Is there any formula to calculate how many identical base58 addresses exist in each bit range?
No, you can only estimate that, but you will not get the exact numbers, unless you want to do that in a very small range, where you can just check all of them.
Since each bit is twice the size of it's previous bit, how should I accurately calculate how many of 2^96 collisions could exist in a certain bit range?
Well, if you have 2^256 on one side, and 2^160 on another, you can get 2^(256-160), which is equal to 2^96. It is just size of all public keys, divided by size of all addresses. Nothing more, nothing less, but for such huge numbers, it is only an estimation. It could be 2^95 or 2^97 as well for some specific values, nobody knows the exact number, because nobody counted all of them one-by-one, and nobody found an algorithm, to quickly and accurately count them, without breaking math problems behind them.
Also note that for Script-based hashes, this number is probably much bigger, because then you can have a script, that for example pushes some 520-byte value on the stack.
You mean we can't find an estimation of how many probable identical addresses exist in each bit range?
Estimation is always possible, but it could be wrong, because you could estimate it as 2^96, while it could be 2^97 or more, if you count compressed and uncompressed keys separately, or if you take other things into account.
So it would be wrong to divide N by 2^96 and then divide any bit range by that result?
If you want to get the probability of a collision, then it is something like that.
but is the calculation above correct?
To some extent yes, but you cannot be 100% sure, that the real probability is 5*10^(-29), and not for example 6*10^(-29).
Meaning there are no collisions in 66 bit
It is almost guaranteed that there are collisions in 66 bit. If there would be absolutely no collisions, that would mean RIPEMD-160 is totally broken.
or you are saying we can't really tell because there is no mathematical relation?

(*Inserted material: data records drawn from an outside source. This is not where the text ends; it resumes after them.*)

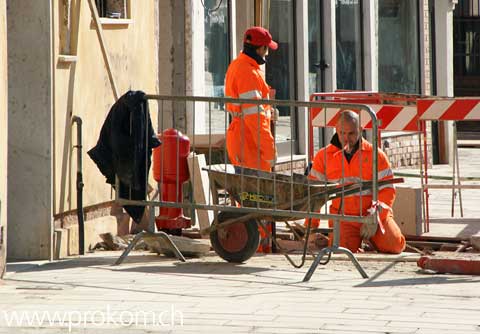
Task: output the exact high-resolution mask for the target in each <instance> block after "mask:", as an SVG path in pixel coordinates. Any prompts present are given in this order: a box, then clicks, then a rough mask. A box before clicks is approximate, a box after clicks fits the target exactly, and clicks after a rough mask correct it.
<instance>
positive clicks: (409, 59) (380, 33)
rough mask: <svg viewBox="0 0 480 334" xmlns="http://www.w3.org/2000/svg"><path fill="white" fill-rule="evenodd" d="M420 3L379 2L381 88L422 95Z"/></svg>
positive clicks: (380, 67) (379, 40)
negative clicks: (419, 21) (420, 76)
mask: <svg viewBox="0 0 480 334" xmlns="http://www.w3.org/2000/svg"><path fill="white" fill-rule="evenodd" d="M418 8H419V4H418V0H380V1H379V3H378V66H379V69H378V87H379V90H381V91H384V92H399V93H420V56H419V39H418V36H419V35H420V34H419V27H418V21H419V20H418Z"/></svg>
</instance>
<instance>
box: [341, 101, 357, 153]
mask: <svg viewBox="0 0 480 334" xmlns="http://www.w3.org/2000/svg"><path fill="white" fill-rule="evenodd" d="M359 124H360V121H359V117H358V114H357V113H356V112H354V111H351V110H344V111H342V112H341V113H340V117H339V119H338V122H337V125H336V127H335V129H336V130H337V134H338V139H339V140H340V143H341V144H342V147H343V148H344V150H345V151H347V152H348V153H350V152H351V150H352V149H353V148H354V147H355V144H356V143H357V142H358V140H359V139H360V126H359Z"/></svg>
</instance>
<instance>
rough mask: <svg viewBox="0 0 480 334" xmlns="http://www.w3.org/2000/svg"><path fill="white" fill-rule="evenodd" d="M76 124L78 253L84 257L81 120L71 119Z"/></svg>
mask: <svg viewBox="0 0 480 334" xmlns="http://www.w3.org/2000/svg"><path fill="white" fill-rule="evenodd" d="M73 123H76V124H77V145H75V146H73V147H74V148H76V149H77V181H76V187H77V219H78V253H79V254H80V255H85V222H84V219H85V214H84V212H83V186H84V184H83V175H82V119H81V118H80V117H78V116H73V117H72V124H73Z"/></svg>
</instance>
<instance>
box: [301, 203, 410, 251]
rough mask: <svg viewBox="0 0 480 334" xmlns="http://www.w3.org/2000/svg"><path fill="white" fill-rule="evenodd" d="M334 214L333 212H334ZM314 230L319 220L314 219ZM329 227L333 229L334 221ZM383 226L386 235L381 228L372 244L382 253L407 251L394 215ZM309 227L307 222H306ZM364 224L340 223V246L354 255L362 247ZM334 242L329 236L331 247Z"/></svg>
mask: <svg viewBox="0 0 480 334" xmlns="http://www.w3.org/2000/svg"><path fill="white" fill-rule="evenodd" d="M332 213H333V212H332ZM311 225H312V228H318V226H319V220H318V219H312V224H311ZM328 225H329V226H330V227H333V221H329V222H328ZM382 225H383V228H384V230H385V233H382V231H381V230H380V227H378V229H377V232H376V233H375V235H374V236H373V237H371V238H370V242H371V243H372V244H373V246H374V247H375V248H376V249H377V250H378V251H379V252H381V253H392V254H399V253H401V252H402V251H403V250H404V249H405V237H404V236H403V234H402V231H400V228H399V227H398V225H397V223H396V222H395V220H394V219H393V215H392V214H391V213H388V214H387V216H386V217H385V219H384V220H382ZM305 226H307V221H305ZM361 228H362V223H355V222H340V241H339V246H340V247H345V248H348V249H349V250H350V251H352V252H353V253H357V252H358V251H359V249H360V247H361V245H362V237H361V236H360V229H361ZM332 242H333V234H332V233H330V235H329V245H330V246H331V245H332Z"/></svg>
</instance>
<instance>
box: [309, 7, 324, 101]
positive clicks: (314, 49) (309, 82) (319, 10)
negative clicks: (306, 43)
mask: <svg viewBox="0 0 480 334" xmlns="http://www.w3.org/2000/svg"><path fill="white" fill-rule="evenodd" d="M321 17H322V4H321V2H320V1H317V0H308V92H309V94H311V93H315V92H320V91H323V90H324V89H323V81H324V80H323V71H324V70H325V69H324V68H322V66H321V65H322V60H323V53H322V19H321Z"/></svg>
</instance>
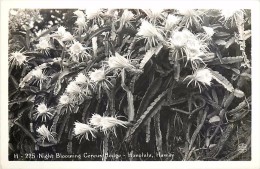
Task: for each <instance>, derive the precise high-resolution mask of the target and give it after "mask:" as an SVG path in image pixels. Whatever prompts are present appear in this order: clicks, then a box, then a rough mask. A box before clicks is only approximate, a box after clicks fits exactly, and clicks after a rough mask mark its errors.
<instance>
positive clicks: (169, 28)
mask: <svg viewBox="0 0 260 169" xmlns="http://www.w3.org/2000/svg"><path fill="white" fill-rule="evenodd" d="M179 21H180V17H177V16H175V15H172V14H169V15H168V16H167V19H166V21H165V30H167V31H171V30H172V29H173V27H174V26H175V25H177V24H178V22H179Z"/></svg>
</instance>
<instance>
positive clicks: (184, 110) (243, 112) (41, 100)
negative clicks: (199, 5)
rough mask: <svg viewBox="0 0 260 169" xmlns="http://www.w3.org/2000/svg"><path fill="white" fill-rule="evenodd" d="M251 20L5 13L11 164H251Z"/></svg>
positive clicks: (44, 10)
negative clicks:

There is a mathematical relation, but it is unknown, and hard to simplify, because of the
avalanche effect. However, if you want to for example count, how many collisions are present, where you have some 32-bit hash function on input (for example reduced SHA-256 from 32-bit internal values to 4-bit internal values), and 20-bit hash function on output (for example RIPEMD-160, also reduced to 4-bit internal values), then you can use brute force, to get the exact results.